Montag, 1. August 2005

"Entdecker-Preise": CDs von wenig bekannten Interpreten werden günstiger

  • Universal will damit den Tonträgermarkt beleben
  • Mit zunehmenden Erfolg werden die Preise angehoben

Die Musiktochter Universal Music des französischen Medienkonzerns Vivendi startet am Montag in Deutschland mit so genannten "Entdecker-Preisen" für CDs. Deutschland-Chef Frank Briegmann sagte der "Financial Times Deutschland" (Montag-Ausgabe), mit dem Preissystem solle den Kunden mehr Kaufanreiz gegeben und der Tonträgermarkt belebt werden.

Das Modell sieht vor, CDs von wenig bekannten Interpreten anfangs zum "Entdecker-Preis" von rund 13 Euro pro Stück zu verkaufen, berichtet die Zeitung. Mit zunehmendem Erfolg solle der Preis steigen.

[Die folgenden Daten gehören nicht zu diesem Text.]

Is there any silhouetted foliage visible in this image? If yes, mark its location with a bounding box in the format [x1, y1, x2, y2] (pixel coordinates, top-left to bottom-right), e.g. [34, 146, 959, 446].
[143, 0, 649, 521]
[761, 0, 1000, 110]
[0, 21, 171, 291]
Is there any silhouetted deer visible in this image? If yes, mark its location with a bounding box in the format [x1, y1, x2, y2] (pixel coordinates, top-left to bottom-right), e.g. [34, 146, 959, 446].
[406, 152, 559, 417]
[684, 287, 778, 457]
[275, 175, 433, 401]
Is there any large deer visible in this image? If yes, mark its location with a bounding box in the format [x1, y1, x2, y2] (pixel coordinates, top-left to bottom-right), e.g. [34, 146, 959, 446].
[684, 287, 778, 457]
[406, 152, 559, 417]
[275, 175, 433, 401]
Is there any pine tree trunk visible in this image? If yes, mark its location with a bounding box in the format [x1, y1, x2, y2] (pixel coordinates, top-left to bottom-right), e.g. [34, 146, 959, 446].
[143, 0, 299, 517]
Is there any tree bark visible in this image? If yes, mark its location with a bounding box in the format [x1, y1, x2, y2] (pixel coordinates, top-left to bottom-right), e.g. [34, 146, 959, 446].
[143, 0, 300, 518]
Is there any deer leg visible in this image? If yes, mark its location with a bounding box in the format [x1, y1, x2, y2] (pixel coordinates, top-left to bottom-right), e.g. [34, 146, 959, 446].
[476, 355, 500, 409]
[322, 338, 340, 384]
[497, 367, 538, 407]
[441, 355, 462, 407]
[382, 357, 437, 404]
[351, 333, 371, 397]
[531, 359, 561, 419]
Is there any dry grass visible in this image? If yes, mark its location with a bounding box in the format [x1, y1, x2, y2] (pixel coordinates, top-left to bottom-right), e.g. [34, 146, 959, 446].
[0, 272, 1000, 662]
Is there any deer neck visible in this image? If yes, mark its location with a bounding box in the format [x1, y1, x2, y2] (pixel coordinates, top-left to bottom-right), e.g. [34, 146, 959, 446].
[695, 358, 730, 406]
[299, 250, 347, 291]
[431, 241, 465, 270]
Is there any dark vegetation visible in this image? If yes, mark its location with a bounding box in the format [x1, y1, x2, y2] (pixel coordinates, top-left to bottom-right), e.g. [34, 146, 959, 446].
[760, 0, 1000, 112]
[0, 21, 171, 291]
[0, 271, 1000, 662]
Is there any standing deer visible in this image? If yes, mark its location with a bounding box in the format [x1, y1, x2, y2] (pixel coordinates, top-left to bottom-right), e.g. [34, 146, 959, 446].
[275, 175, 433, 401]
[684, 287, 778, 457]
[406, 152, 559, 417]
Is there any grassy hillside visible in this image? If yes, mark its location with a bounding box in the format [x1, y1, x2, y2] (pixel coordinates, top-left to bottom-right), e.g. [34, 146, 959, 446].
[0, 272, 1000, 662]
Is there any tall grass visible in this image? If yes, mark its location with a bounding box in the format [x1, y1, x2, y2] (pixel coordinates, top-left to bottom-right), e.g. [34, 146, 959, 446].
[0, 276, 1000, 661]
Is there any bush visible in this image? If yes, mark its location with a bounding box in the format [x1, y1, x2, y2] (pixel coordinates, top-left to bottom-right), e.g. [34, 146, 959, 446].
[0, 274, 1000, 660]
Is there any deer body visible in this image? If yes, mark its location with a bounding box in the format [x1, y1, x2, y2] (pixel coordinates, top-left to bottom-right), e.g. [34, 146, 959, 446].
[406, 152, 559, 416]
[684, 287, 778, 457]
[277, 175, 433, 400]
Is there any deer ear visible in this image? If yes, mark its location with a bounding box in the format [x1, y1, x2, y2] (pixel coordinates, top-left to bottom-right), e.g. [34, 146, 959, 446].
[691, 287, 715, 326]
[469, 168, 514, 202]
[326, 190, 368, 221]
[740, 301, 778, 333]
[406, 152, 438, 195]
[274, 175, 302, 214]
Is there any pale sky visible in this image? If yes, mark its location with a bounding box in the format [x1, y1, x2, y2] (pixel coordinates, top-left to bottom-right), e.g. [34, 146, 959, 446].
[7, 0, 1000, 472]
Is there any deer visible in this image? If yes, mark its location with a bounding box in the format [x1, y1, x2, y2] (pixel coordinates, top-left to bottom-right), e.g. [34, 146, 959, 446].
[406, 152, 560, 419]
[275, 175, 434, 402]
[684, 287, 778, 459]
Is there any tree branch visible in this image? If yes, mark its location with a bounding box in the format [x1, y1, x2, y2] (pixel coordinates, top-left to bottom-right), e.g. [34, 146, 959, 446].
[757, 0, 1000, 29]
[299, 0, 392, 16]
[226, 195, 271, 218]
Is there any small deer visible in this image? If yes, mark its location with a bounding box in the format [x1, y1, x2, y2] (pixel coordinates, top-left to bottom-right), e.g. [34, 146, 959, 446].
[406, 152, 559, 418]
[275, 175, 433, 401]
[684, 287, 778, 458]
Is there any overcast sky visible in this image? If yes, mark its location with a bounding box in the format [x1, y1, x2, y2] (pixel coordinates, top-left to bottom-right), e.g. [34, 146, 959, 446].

Preisanhebung bei zunehmender Bekanntheit
Nach einer gewissen Zeitspanne soll für rund zehn Euro ein anderes Format mit einer relativ einfachen Verpackung folgen - ähnlich der Taschenbuchversion im Buchhandel. Bei etablierten Künstlern wie Opernstar Anna Netrebko gebe es für anspruchsvolle Kunden künftig so genannte Deluxe-Version mit zusätzlichem Inhalt. Der Preis soll etwa ein Viertel über dem herkömmlicher Neuerscheinungen liegen.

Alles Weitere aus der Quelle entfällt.